Can HIPAA-Covered Entities Use GoToMeeting?

GoToMeeting is an online meeting and video conferencing tool offered by LogMeIn. It helps businesses improve communication and collaboration with their associates, customers and other entities. Healthcare organizations can also benefit using GoToMeeting provided it is HIPAA compliant. Using a service that is not HIPAA compliant will result in the violation of patients’ privacy, breach of HIPAA rules and potential payment of a sizable financial penalty.

Is GoToMeeting HIPAA compliant? Before looking at the technical safeguard features of GoToMeeting, it should be noted that it is possible to use HIPAA compliant software and tools in a non-compliant way. The HIPAA-covered entity or business associate is responsible to make sure that any software or program it uses is configured properly and used appropriately. It is their job to make sure that PHI is only shared to authorized people and the minimum required standard is in place.

GoToMeeting mentioned on its website that ““the technical security controls employed in the GoToMeeting service and associated host and client software meet or exceed HIPAA technical standards.” Now, here are the reasons why GoToMeeting is considered HIPAA compliant:

  • GoToMeeting uses full end-to-end data encryption.

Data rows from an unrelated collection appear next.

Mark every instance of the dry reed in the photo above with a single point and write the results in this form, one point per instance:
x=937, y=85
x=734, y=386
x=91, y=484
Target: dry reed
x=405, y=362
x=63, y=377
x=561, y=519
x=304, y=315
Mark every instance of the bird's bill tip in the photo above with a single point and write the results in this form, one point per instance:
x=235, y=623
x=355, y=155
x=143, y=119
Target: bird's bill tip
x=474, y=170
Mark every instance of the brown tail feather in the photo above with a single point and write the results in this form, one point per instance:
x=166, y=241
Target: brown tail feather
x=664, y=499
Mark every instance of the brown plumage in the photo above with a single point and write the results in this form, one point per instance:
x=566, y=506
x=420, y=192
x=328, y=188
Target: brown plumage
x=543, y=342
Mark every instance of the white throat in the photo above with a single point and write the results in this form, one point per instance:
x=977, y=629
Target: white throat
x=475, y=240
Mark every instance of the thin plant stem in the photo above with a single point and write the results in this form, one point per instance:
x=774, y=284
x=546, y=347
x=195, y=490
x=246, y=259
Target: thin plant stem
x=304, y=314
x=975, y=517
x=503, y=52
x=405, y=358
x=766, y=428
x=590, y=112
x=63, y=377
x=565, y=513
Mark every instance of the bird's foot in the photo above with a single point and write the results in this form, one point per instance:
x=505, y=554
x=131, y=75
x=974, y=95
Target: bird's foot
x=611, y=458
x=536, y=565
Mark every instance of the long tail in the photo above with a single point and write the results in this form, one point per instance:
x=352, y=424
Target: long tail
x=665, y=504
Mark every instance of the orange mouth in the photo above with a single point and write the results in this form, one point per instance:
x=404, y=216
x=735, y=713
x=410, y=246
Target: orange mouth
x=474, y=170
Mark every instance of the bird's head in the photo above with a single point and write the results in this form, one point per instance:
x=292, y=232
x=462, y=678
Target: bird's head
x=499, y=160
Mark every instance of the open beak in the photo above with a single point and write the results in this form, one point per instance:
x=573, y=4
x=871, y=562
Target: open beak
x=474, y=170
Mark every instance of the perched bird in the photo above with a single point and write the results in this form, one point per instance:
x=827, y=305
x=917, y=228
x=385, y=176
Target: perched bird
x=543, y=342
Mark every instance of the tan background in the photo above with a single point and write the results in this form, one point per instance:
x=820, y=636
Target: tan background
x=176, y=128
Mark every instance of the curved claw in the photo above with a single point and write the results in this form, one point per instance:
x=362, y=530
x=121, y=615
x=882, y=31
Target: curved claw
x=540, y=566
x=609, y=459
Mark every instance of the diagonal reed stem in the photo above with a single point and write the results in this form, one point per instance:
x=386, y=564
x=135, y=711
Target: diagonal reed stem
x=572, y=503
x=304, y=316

All data in transit are protected using HMAC-SHA-1 message authentication codes. Chat, audio, video and control data in transit are protected using AES 128-bit encryption.
  • GoToMeeting has audit controls. It creates logs of connection and session activity with access to reporting and management tools for account managers.
  • GoToMeeting uses unique meeting codes and offers the option to set strong passwords to ensure that authorized persons only can gain access to the system. Meetings are not publicly listed and meeting organizers can restrict who can and cannot join the meetings. Users who want to join the meeting are identified using a unique email address or number with password. Users are also automatically logged out if inactive for a certain time period.

Aside from the technical features of GoToMeeting that meet HIPAA requirements, covered entities must have a Business Associate Agreement (BAA) with GoToMeeting before using the platform for communicating PHI.

So, can HIPAA-covered entities and business associates use GoToMeeting? Certainly. Just make sure to configure the settings appropriately to meet the needs of the specific environment and user population. Also, there must be a signed BAA prior to using the service.